You can read more about the event. Attendees seemed to like it:

Thoroughly comprehensible discussion. Appreciate hearing details from live humans instead of causing unintentional offense on IRC with my tedious frequently asked question. Great food!

It was a lot more free-form than I had expected, which made for a lot of fun conversation, and after I was done rambling the event organizers and I helped some attendees prepare for the weekend sprint by setting up and using IRC on their computers for the first time. Thanks to Lynn Root and Jeremy for co-organizing it!

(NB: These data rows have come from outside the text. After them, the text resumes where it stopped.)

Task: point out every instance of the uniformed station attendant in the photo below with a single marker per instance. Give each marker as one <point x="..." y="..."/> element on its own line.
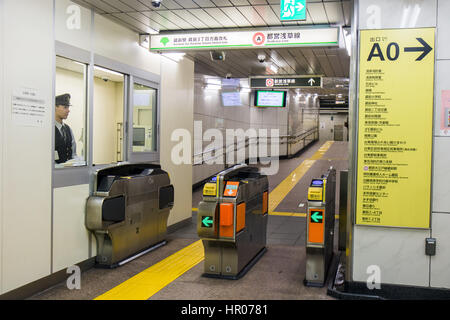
<point x="65" y="146"/>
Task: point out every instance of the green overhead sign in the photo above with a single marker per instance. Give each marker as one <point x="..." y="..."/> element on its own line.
<point x="291" y="10"/>
<point x="316" y="217"/>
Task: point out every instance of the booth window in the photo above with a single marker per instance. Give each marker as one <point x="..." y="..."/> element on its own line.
<point x="108" y="116"/>
<point x="144" y="118"/>
<point x="70" y="113"/>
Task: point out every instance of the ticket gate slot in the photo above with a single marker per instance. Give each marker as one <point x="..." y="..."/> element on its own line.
<point x="232" y="221"/>
<point x="320" y="228"/>
<point x="128" y="211"/>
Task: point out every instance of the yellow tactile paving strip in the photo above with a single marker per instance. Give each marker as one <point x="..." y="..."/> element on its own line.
<point x="145" y="284"/>
<point x="281" y="191"/>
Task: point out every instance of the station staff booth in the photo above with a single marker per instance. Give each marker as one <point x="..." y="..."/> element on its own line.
<point x="121" y="94"/>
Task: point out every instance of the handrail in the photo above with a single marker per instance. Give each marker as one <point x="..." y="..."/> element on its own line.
<point x="291" y="139"/>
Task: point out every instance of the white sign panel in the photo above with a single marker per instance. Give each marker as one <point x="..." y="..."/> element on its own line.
<point x="28" y="108"/>
<point x="276" y="38"/>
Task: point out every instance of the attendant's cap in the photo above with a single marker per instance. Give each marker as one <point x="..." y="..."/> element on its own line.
<point x="63" y="100"/>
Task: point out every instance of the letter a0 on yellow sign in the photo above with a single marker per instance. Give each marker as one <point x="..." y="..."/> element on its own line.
<point x="395" y="122"/>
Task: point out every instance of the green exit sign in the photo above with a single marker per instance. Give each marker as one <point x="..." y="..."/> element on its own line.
<point x="292" y="10"/>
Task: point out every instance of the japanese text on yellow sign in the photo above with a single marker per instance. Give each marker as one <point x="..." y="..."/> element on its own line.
<point x="395" y="127"/>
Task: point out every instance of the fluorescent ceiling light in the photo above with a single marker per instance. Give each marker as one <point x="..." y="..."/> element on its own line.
<point x="214" y="81"/>
<point x="213" y="87"/>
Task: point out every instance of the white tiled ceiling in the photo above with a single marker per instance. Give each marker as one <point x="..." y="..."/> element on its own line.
<point x="190" y="15"/>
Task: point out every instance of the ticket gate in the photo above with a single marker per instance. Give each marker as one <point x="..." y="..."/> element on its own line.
<point x="128" y="211"/>
<point x="232" y="221"/>
<point x="320" y="228"/>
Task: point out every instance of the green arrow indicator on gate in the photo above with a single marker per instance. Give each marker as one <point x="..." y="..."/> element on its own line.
<point x="207" y="221"/>
<point x="316" y="217"/>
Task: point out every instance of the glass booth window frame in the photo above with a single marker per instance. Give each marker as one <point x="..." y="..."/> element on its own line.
<point x="147" y="156"/>
<point x="112" y="67"/>
<point x="80" y="57"/>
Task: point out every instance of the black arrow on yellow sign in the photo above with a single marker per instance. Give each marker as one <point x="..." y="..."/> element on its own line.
<point x="425" y="49"/>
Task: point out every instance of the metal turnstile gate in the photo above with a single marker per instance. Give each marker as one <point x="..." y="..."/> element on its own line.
<point x="232" y="221"/>
<point x="320" y="228"/>
<point x="128" y="211"/>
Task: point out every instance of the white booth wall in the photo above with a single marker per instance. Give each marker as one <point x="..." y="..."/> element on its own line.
<point x="42" y="230"/>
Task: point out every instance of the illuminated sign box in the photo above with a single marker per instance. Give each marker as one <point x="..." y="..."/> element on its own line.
<point x="270" y="98"/>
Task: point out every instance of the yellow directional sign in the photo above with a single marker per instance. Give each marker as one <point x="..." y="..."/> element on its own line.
<point x="396" y="76"/>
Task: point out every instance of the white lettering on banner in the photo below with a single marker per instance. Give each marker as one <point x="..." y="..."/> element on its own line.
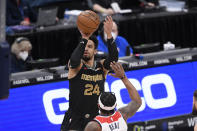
<point x="161" y="61"/>
<point x="148" y="99"/>
<point x="48" y="97"/>
<point x="117" y="86"/>
<point x="165" y="79"/>
<point x="184" y="58"/>
<point x="136" y="64"/>
<point x="45" y="78"/>
<point x="24" y="81"/>
<point x="192" y="121"/>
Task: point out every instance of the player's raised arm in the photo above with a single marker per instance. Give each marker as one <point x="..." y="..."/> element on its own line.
<point x="112" y="48"/>
<point x="136" y="102"/>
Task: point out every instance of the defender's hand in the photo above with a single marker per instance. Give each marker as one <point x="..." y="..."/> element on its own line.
<point x="108" y="24"/>
<point x="118" y="70"/>
<point x="85" y="35"/>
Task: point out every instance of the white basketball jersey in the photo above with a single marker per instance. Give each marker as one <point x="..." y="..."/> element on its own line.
<point x="114" y="122"/>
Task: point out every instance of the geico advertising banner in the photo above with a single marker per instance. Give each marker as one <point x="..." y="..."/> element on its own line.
<point x="165" y="91"/>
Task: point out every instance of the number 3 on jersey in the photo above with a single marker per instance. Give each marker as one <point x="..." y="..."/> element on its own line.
<point x="90" y="89"/>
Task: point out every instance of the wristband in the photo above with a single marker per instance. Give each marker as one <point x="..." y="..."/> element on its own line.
<point x="122" y="77"/>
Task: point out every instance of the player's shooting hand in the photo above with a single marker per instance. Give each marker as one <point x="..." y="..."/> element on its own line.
<point x="108" y="24"/>
<point x="85" y="35"/>
<point x="118" y="70"/>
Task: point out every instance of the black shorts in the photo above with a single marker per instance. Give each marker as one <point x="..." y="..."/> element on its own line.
<point x="73" y="121"/>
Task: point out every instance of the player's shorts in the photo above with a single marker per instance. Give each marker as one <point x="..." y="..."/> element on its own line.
<point x="74" y="121"/>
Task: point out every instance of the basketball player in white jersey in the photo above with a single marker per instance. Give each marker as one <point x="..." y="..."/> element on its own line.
<point x="109" y="119"/>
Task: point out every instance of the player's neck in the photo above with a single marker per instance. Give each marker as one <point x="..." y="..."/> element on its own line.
<point x="89" y="63"/>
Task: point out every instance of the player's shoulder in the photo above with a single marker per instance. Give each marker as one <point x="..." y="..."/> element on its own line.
<point x="93" y="126"/>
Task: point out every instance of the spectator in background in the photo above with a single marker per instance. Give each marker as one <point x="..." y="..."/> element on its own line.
<point x="19" y="12"/>
<point x="123" y="46"/>
<point x="20" y="54"/>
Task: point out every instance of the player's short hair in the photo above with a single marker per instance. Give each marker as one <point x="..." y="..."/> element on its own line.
<point x="95" y="40"/>
<point x="107" y="102"/>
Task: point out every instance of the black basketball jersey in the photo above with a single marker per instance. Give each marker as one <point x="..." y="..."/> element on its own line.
<point x="85" y="88"/>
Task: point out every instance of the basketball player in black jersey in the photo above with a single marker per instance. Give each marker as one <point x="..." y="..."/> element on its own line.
<point x="86" y="79"/>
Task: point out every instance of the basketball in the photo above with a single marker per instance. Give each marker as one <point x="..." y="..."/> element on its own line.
<point x="88" y="21"/>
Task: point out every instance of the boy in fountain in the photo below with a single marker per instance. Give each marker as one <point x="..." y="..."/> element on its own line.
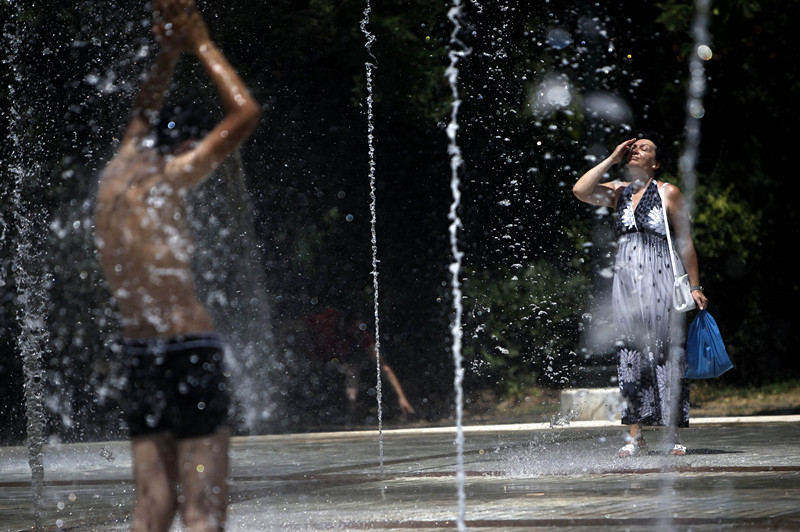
<point x="177" y="392"/>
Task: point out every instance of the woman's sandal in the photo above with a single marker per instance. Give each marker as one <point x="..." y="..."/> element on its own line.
<point x="676" y="449"/>
<point x="631" y="448"/>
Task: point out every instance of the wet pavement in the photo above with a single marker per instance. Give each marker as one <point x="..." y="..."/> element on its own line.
<point x="739" y="474"/>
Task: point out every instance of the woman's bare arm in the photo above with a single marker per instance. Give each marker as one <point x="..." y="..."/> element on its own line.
<point x="590" y="190"/>
<point x="679" y="220"/>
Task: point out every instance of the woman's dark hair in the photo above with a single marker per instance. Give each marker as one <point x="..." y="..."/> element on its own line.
<point x="178" y="122"/>
<point x="663" y="153"/>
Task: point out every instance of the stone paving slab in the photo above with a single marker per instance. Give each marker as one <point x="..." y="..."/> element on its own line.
<point x="739" y="474"/>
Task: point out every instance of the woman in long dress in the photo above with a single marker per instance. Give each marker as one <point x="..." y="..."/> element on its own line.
<point x="651" y="335"/>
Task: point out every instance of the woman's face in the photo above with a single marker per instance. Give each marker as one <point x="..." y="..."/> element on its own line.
<point x="642" y="155"/>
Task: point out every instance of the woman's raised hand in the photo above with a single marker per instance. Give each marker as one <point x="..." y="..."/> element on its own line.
<point x="618" y="155"/>
<point x="178" y="23"/>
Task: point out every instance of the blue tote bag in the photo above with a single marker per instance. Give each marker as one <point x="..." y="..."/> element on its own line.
<point x="706" y="356"/>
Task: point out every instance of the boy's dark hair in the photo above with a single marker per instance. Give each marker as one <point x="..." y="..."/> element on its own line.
<point x="178" y="122"/>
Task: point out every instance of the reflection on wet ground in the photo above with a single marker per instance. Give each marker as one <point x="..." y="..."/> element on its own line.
<point x="739" y="474"/>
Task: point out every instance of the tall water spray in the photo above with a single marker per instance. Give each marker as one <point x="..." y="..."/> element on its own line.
<point x="457" y="51"/>
<point x="369" y="67"/>
<point x="701" y="52"/>
<point x="31" y="297"/>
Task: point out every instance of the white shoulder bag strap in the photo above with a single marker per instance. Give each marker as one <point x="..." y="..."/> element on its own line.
<point x="666" y="228"/>
<point x="682" y="299"/>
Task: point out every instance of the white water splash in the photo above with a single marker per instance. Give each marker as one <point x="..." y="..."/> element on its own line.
<point x="370" y="66"/>
<point x="457" y="51"/>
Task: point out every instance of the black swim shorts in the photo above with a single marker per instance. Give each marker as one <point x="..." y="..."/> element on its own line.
<point x="176" y="385"/>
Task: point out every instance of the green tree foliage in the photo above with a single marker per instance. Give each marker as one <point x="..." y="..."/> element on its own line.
<point x="522" y="327"/>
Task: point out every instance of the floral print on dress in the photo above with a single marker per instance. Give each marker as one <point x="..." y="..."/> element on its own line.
<point x="651" y="364"/>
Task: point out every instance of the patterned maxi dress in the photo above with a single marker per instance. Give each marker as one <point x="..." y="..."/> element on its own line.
<point x="651" y="334"/>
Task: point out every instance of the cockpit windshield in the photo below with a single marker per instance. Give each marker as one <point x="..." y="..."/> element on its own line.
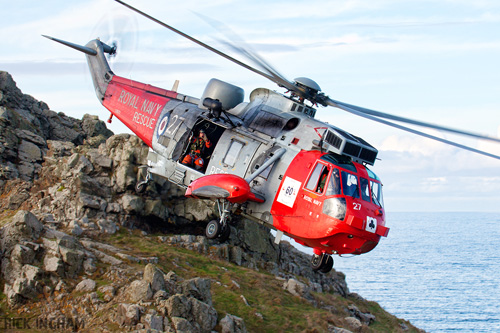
<point x="348" y="183"/>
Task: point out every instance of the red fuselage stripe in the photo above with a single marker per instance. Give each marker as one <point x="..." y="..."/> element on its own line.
<point x="137" y="105"/>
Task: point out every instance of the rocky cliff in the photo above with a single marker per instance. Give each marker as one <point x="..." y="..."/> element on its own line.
<point x="80" y="250"/>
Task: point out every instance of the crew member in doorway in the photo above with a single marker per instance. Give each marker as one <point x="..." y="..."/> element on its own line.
<point x="197" y="148"/>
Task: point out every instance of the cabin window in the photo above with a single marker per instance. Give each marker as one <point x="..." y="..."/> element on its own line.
<point x="350" y="184"/>
<point x="318" y="178"/>
<point x="334" y="183"/>
<point x="365" y="189"/>
<point x="232" y="153"/>
<point x="377" y="193"/>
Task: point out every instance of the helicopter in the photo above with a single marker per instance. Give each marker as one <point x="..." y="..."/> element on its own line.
<point x="269" y="159"/>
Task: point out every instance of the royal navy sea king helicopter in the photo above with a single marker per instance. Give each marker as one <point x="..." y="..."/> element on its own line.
<point x="267" y="159"/>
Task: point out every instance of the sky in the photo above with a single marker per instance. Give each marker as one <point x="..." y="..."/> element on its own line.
<point x="436" y="61"/>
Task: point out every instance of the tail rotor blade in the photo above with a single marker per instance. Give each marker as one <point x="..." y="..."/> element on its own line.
<point x="379" y="114"/>
<point x="344" y="107"/>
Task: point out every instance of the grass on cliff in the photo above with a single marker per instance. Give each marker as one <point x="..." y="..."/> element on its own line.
<point x="257" y="297"/>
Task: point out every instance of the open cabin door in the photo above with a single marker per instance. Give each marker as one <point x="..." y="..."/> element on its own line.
<point x="233" y="154"/>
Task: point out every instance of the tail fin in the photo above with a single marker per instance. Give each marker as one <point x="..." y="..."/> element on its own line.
<point x="98" y="64"/>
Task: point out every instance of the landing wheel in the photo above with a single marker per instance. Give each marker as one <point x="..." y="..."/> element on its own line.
<point x="328" y="265"/>
<point x="225" y="233"/>
<point x="213" y="229"/>
<point x="322" y="263"/>
<point x="140" y="187"/>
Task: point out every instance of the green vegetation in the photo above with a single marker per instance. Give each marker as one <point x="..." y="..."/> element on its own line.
<point x="270" y="308"/>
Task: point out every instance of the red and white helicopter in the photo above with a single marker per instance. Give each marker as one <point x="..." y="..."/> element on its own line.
<point x="268" y="159"/>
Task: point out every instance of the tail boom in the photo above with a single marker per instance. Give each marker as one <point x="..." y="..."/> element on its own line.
<point x="137" y="105"/>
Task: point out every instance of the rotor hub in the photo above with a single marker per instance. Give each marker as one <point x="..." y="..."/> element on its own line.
<point x="307" y="83"/>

It’s probably worth noting that the Django sprint on Saturday that this meetup was prelude to was apparently inspired by the talk I gave at PyCon this year. Quite an honor, if kind of befuddling, to be taken so seriously by the Django project! I’m excited to see what old tutorial playtesting results, new tutorial innovations, and other improvements to Django’s docs and code people come up with this weekend.